A sabbatical leave took me to Cambridge, MA, for three months to spend time at the Massachusetts Institute of Technology. A few years later I was working at MIT, doing online literature searches, including patent databases and making good use of my science background. I eventually moved to the south coast of Massachusetts and now work as the Science Librarian at the University of Massachusetts Dartmouth. The programs lean toward marine science and technology so I have learned about fisheries and oceanography.
A word of advice to new librarians: volunteer! SLA, the Special Libraries Association, was the first professional organization I joined. I have served as president of both the Eastern Canada and Boston chapters and have many lasting friendships from SLA. To learn more about marine science, I joined IAMSLIC (pronounced I am slick) – the International Association of Marine Science Libraries and Information Centers. This small organization meets each year at a member’s lab. I have travelled from Tasmania to Iceland and Fiji to Rome as secretary and then president for this terrific organization.
Aside from the professional work and association contributions, my personal interest has been in tinkering with mechanical things.

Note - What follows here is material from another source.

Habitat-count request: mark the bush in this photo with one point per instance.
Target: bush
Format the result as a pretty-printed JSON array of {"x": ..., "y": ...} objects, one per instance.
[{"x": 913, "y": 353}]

I enjoy healthy competition and since 2008 have owned a Formula Ford Swift DB-1 race car. Like a boat, this is a big hole down which to pour money, but it provides many hours of fun and excitement. My driver is known as “The Blue Stig” because he wears a blue driver’s suit. Blue Stig and my car compete in the Formula Ford class of SCCA (Sports Car Club of America), New England Region. This year we have won three times and come second three times. As owner/sponsor of the car, my home garage is known as “Liz’s Speed Shop.” I do much of the prep work on the car myself and the Blue Stig comes to spend a day when heavy-duty work is needed.
Many assume that librarians read a lot. I like to show that there is no such thing as the stereotypical librarian. My MLS has taken me all over the world and given me fine friends and colleagues. I am so glad I chose this path. Joyce the librarian was right. I have never been without a job. I am constantly challenged. Who knows what path the next generation of librarians and information professionals will follow. Hopefully they will glean as much happiness and satisfaction as I have found.